Here is an example that represents the importance of these core exposure principles:
A patient with agoraphobia, who usually avoids public transport, sometimes is obliged to take the bus to work because her husband needs the family car. The day she takes the bus, it’s unusually full of people, she gets off two stops before her work because she “can’t stand it any longer” and during the ride she distracts herself through listening to music in her headphones and breathing in a certain way (that a nurse once taught her).
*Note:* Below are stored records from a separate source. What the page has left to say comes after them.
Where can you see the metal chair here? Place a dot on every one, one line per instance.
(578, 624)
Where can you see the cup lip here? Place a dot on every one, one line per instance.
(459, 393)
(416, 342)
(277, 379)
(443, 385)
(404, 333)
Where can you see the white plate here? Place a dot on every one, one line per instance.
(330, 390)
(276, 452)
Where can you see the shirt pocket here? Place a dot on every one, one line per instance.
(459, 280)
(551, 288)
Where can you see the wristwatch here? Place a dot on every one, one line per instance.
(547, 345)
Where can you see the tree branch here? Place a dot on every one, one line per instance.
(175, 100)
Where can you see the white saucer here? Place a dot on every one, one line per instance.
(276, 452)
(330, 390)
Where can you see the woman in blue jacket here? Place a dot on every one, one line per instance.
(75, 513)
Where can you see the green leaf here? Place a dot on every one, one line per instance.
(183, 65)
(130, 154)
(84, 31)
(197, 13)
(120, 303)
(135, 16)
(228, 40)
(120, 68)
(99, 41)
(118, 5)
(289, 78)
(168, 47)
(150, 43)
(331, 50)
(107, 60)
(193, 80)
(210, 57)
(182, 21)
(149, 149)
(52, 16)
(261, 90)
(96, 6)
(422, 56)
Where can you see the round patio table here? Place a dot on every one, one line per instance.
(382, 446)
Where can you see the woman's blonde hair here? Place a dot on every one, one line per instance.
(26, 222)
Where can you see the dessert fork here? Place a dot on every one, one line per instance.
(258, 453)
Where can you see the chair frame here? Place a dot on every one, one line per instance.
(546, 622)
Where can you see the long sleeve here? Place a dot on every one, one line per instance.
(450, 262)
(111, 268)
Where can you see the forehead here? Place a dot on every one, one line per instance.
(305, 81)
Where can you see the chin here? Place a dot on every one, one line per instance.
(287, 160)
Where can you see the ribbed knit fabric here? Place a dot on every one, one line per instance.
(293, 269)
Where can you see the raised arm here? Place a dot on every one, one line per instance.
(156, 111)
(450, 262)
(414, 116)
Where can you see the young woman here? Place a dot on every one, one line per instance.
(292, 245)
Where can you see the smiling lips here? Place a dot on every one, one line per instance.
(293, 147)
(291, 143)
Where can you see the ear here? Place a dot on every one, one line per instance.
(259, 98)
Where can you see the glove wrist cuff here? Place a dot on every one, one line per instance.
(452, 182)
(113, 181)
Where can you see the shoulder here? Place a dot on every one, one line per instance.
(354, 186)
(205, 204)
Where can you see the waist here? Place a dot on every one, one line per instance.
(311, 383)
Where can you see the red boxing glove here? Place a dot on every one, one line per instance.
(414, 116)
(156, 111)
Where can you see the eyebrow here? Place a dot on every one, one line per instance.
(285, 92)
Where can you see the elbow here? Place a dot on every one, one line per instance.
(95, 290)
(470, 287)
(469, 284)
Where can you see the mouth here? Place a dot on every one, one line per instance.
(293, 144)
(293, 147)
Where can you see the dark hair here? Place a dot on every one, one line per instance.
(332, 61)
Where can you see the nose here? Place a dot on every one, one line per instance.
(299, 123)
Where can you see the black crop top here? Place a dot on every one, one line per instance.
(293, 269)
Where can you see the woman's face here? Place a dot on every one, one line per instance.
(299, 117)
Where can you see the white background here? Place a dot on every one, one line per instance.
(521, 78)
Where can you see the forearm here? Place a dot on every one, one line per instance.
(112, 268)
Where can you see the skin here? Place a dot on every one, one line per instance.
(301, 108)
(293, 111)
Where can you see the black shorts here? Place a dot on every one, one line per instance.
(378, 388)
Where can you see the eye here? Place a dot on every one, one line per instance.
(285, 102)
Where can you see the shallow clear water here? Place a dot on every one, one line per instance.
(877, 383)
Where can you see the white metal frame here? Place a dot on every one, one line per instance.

This patient may from her point of view understandably say that she has “exposed herself” to riding the bus, but this experience will be not be helpful for her agoraphobic fear, because it is not in line with any of the principles of exposure as a therapeutic intervention:
- it was not planned or structured as an exposure exercise (it’s just one day, the husband says that he needs the car
- it was not gradual (the bus turns out to be quite full; a gradual exposure would start with a less full buss)
- it was not prolonged (the patient gets off the bus when her anxiety is at its peak – that is she doesn’t stay long enough to experience something new)
- it was not repeated (ideally the same exposure exercise should be repeated several times)
- she used safety behaviours (distracting herself with music and seeking safety by breathing in a certain way in trying to “stop the anxiety from becoming worse”).
In therapy, after having the therapist has done a case formulation (see separate article) and functional analysis (see separate article) of the patients problems, and after having given the patient psychoeducation (see separate article) about what anxiety is, how it works in the body, and after haven given the patient a treatment rationale (see separate article) for how exposure therapy works, and gotten the patients consent and expressed with that she wishes to start such a therapy, then the therapy can start: Planned, gradual, prolonged, repeated and by helping the patient confront her fear without safety behaviours.
The example above is an example of exposure in-vivo. This is the primary form of exposure, that is preferred over imaginal exposure (which is mainly performed when in-vivo exposure is not practically or ethically possible (see separate article on imaginal exposure).
Apart from exposure in-vivo, imaginal exposure and interoceptive exposure, other modes of exposure (less used clinically) are through virtual reality and augmented reality.